Beyond competing for attendees, museums and cultural organizations compete with both similar and dissimilar organizations for media attention, corporate sponsors, board members, and individual donors. To attract attendees, sponsors, and support—and to extend the depth and reach of their mission—many cultural organizations have significantly expanded programming and increased the ways in which someone can connect and interact.

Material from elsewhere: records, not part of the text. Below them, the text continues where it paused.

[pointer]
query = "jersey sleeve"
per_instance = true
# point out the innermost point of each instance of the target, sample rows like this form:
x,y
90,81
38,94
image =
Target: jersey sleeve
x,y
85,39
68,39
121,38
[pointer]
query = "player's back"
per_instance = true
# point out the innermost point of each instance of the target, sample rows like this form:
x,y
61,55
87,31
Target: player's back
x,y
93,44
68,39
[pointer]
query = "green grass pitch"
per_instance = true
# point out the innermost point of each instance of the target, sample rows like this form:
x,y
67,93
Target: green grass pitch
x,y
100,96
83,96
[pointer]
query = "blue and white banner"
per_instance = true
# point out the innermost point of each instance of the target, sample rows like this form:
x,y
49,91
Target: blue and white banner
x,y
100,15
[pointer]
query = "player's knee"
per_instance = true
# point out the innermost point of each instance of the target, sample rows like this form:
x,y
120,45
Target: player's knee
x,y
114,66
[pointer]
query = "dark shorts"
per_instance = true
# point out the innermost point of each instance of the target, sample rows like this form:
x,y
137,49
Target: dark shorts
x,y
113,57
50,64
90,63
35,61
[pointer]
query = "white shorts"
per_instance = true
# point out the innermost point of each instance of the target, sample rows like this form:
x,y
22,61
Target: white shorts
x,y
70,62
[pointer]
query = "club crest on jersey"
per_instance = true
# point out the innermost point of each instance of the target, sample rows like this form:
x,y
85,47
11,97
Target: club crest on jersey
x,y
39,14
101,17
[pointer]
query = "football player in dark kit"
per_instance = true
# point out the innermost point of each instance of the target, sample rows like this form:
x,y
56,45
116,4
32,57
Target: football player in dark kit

These wider options increase communication challenges; it’s harder to describe what an organization is, and does—and why—when you can connect by attending an exhibit or gala, tuning in via the Internet, or participating in an educational program. Constituents whose interest, commitment, and support are important often have a hard time understanding all the pieces and how they come together to add value to the whole.
Programs that are marketed with clever names (especially when there is an attempt to “brand” these programs) often increase confusion: a parent may be unaware that the after-school arts education program they send their kids to is run by the local arts center, because naming and inappropriate brand relationships obscure the connection. The result: the arts center doesn’t get credit for its efforts and a possible source of support is not engaged.
Branding and communications can help connect the pieces, earn you the credit you’ve worked hard for and deserve, and support the all-important mix of earned and unearned income. And both the process of brand-building and the system of thinking and communicating that results, can help everyone who communicates on behalf of your organization—formally and informally—to be better-informed, more effective ambassadors. Even staff whose business cards don’t say either “marketing” or “development” can advance both.
From the Fuller Craft Museum to the Harvard Museum of Natural History, from the Boston Center for the Arts to the Center for Maine Contemporary Art, from WBUR to WGBH, we work with museums and cultural organizations to build brands that elevate relationships from the program level to the institutional one, increase earned income and philanthropic support, engage both internal and external audiences, and build the awareness, comprehension, participation, and loyalty necessary to achieve and sustain success in a highly competitive and challenging landscape.